Any Century members on here ? Just after a bit of info re Sunday rides in general, thanks.


----------



## david k (17 Mar 2013)

is that a bike club?

Dont know of them but i do ride round liverpool now and then

http://www.endomondo.com/challenges/6897031?post_id=718719427_498658020182558#_=_


----------



## geo (18 Mar 2013)

Yes mate it is I think its the oldest club in liverpool and have been around for almost 100 years, a few member changes over that time I would imagine


----------



## insouciant (19 Mar 2013)

Hi!

Haven't ridden with them for a while myself, due to moving away, but the first thing I'd suggest is joining the Facebook group, if you use it, and just putting a post on the wall about wanting to ride with them.

The Sunday rides leave from Tarbock Village Hall at 9am and there's a ride on Saturday mornings as well, leaving at 10, although I'm not sure where that one begins. POSSIBLY Wingrays on Menlove Avenue.

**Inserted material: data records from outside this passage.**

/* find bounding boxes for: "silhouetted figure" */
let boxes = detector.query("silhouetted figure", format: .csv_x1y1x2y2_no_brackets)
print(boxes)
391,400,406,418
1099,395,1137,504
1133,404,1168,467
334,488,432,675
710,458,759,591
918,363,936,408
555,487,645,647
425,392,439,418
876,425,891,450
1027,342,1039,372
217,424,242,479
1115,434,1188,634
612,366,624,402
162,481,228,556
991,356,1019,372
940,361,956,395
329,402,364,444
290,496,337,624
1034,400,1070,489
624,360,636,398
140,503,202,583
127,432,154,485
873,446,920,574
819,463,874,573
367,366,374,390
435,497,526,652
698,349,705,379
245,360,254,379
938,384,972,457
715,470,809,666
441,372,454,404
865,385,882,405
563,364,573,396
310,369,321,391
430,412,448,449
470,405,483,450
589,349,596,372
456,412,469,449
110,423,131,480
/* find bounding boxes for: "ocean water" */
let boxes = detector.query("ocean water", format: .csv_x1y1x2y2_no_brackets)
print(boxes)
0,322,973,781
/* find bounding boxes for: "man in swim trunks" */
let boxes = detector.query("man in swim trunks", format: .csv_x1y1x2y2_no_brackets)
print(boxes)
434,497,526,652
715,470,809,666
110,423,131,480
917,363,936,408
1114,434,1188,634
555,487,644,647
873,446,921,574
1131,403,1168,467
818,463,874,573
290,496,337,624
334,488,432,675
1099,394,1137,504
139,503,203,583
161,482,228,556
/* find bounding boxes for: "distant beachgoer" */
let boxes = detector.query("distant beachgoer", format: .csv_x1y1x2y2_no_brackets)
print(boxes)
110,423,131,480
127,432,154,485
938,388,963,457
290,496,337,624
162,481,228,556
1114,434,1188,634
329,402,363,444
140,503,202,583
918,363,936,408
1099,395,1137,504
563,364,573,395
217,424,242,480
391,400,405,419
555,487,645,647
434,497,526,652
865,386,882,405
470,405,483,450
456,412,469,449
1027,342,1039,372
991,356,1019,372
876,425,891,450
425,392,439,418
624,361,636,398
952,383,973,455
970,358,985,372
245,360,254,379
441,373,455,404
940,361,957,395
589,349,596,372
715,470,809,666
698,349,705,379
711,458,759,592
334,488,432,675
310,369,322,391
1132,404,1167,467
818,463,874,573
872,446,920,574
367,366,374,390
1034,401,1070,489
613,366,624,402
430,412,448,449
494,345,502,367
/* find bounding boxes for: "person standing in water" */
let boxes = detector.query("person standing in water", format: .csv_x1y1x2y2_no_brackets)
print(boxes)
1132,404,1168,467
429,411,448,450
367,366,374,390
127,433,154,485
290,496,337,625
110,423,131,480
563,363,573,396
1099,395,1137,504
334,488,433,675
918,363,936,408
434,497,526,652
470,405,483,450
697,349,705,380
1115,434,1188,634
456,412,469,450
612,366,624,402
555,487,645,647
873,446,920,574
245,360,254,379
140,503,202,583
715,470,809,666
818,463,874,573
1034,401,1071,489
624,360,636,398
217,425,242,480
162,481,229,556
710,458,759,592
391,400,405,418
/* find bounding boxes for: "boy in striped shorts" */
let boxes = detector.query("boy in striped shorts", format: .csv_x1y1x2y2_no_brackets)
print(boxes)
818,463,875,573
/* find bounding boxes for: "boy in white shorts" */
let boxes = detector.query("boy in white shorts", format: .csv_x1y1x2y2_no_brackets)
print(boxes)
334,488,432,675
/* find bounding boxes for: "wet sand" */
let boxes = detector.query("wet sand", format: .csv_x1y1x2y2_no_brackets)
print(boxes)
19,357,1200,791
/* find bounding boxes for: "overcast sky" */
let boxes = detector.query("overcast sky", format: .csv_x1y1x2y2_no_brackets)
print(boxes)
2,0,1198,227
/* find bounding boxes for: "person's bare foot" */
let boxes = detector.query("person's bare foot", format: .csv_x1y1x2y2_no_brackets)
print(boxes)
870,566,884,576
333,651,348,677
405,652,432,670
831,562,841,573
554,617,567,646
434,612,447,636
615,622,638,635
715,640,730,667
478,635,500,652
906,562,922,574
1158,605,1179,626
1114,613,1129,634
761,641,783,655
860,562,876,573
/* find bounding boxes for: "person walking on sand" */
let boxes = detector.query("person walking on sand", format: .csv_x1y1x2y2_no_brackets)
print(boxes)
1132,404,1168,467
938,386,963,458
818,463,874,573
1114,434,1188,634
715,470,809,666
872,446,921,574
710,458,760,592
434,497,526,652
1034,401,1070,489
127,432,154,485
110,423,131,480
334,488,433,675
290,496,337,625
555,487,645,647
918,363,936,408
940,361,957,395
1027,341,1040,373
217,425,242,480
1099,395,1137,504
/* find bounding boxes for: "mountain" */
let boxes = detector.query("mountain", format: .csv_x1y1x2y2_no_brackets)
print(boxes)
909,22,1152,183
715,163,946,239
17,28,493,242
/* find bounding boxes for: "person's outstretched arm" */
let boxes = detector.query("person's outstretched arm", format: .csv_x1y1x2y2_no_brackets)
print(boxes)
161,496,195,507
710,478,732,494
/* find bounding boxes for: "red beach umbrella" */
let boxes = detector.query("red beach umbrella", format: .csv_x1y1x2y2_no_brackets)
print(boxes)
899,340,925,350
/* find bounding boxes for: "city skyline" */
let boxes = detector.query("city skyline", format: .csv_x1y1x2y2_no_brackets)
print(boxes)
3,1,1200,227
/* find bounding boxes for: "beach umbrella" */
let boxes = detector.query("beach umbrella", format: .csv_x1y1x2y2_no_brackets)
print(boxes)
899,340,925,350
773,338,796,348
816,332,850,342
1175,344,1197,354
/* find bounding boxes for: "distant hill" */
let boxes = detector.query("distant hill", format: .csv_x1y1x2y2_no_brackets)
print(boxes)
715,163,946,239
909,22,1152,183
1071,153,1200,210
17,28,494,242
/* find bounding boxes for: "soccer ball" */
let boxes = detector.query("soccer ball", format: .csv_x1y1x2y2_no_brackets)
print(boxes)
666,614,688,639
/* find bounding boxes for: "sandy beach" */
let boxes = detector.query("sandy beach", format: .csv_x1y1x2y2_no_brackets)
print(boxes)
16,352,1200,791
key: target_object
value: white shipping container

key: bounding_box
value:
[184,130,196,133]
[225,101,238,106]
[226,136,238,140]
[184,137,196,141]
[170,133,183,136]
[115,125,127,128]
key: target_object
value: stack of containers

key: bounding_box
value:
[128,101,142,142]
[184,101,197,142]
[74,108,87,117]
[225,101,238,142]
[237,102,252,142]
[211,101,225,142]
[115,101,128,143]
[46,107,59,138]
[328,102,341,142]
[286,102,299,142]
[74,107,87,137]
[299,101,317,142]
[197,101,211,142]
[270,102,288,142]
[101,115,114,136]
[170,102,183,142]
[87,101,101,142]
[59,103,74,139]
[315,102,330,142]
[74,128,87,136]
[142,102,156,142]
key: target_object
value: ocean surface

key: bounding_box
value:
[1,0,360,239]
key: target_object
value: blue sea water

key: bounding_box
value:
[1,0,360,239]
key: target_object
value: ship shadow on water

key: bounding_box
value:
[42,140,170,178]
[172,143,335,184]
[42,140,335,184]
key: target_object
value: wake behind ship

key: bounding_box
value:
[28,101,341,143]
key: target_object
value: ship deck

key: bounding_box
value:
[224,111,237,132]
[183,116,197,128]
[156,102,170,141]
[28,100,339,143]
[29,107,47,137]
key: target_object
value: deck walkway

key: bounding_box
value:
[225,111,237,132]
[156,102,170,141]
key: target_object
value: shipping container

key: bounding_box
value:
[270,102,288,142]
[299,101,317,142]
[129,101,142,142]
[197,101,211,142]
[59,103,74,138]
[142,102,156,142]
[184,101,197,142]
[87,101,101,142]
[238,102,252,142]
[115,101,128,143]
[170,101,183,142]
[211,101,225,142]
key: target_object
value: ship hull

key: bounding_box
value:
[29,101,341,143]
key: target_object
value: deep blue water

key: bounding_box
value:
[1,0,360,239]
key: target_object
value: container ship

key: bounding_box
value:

Apologies if that only told you what you already knew!


----------



## geo (19 Mar 2013)

Thanks mate, I'll have a look at their FB page,cheers.


----------



## matthat (19 Mar 2013)

Not a member myself but i am considering paying them a visit at some point soon once i'm confident that i can keep a good average speed over a reasonable distance. But here is there web address, http://www.liverpoolcentury.com/


----------